Und schließlich noch ein Wort zu den Bodenbelägen und Wandverkleidungen: die in der Regel verwendeten Teppichböden sollen zwar ein „behagliches Wohlfühl-Empfinden" bei den Reisenden erzeugen; die damit einhergehenden hygienischen Probleme bleiben jedoch unbeachtet - Teppichböden lassen sich auch mit noch so gründlicher Staubsaugung nicht so sauber halten wie dies aus hygienischer Sicht eigentlich nötig wäre. Das trifft auch für textile Wandverkleidungen und die Sitze zu. Statt Teppichböden in Zügen und Flugzeugen wären Linoleum-Beläge aus hygienischer Sicht besser geeignet. In der Hinsicht war die gute alte Dampfeisenbahn mit dem einfachen Holzfußboden und den hölzernen Sitzbänken besser.

Anmerkungen:

Nach einem Beitrag im INFOsperber „Coronaviren und Klimaanlagen - es ist kompliziert" ist die Gefahr der Verbreitung des Virus durch Klimaanlagen zwar durchaus gegeben, aber weniger hoch als bei direktem Kontakt mit Infizierten durch Tröpfcheninfektion - ganz besonders dort wo viele Personen längere Zeit auf engstem Raum zusammenkommen und dort schreien, reden und diskutieren, feiern bzw. herumhusten.

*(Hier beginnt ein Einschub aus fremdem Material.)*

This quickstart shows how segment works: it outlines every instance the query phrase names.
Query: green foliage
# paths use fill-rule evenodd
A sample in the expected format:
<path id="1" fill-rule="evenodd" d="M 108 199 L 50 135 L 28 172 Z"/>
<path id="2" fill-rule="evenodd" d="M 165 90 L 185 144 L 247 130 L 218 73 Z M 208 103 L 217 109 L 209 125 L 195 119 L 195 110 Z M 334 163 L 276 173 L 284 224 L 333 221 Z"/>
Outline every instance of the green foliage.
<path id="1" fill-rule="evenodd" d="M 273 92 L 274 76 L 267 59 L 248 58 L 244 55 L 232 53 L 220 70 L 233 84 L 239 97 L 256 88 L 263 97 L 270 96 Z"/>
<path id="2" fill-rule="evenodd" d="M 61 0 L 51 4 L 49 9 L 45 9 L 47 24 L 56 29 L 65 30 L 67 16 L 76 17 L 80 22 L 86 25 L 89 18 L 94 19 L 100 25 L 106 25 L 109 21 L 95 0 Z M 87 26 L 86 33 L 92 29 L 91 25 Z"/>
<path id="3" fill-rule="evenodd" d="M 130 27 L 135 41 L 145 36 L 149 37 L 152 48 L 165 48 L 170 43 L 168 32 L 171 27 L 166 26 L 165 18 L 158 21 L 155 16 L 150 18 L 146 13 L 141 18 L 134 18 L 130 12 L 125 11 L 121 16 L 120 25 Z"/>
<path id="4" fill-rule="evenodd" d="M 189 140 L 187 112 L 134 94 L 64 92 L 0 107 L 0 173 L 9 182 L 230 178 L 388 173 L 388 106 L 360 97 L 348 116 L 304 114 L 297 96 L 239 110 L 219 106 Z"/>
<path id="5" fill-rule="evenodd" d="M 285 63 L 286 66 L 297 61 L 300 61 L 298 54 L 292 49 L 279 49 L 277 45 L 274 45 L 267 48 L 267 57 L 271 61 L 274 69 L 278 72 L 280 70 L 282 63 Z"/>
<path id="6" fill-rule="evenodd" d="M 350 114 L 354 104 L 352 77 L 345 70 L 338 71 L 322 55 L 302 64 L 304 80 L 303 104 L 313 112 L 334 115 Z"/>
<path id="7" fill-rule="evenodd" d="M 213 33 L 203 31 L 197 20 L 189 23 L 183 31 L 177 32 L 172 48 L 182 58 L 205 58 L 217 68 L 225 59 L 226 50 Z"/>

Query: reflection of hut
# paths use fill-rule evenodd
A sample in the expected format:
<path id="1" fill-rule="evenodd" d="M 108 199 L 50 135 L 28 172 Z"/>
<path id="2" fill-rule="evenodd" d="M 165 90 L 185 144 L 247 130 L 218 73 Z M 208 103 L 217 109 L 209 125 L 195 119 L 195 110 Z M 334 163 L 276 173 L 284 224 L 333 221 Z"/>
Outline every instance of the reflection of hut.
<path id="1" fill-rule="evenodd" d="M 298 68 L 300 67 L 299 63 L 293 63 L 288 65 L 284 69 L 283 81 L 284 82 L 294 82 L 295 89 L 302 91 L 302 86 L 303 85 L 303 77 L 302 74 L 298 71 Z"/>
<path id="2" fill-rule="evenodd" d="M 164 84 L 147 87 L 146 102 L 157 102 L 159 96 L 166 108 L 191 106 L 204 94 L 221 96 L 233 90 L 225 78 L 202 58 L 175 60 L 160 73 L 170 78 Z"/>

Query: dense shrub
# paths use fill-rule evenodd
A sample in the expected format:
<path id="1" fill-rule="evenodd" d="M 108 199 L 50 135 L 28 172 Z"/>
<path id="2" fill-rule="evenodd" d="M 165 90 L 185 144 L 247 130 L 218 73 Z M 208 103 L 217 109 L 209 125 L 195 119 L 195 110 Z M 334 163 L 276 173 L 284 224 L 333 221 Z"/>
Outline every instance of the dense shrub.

Hat sich eigentlich schon einmal jemand überlegt, wie hoch die Infektionsgefahr z.B. bei Taxifahrten ist, bei denen man auf engstem Raum direkt neben dem Fahrer sitzt und sich unterhält? Wenn zuvor ein Infizierter oder Virenträger mitgefahren ist und dem Taxifahrer seine Viren übergeben hat und dieser sie an den nächsten Fahrgast weiterreicht, dann kann es bereits passiert sein. Daher sollten Taxifahrer regelmäßig, mindestens jedoch täglich überprüft werden. Ähnliches gilt auch für Bedienungspersonal in Gaststätten, Kassiererinnen im Supermarkt usw. die ebenfalls einen ziemlich direkten Kontakt zu Kunden haben.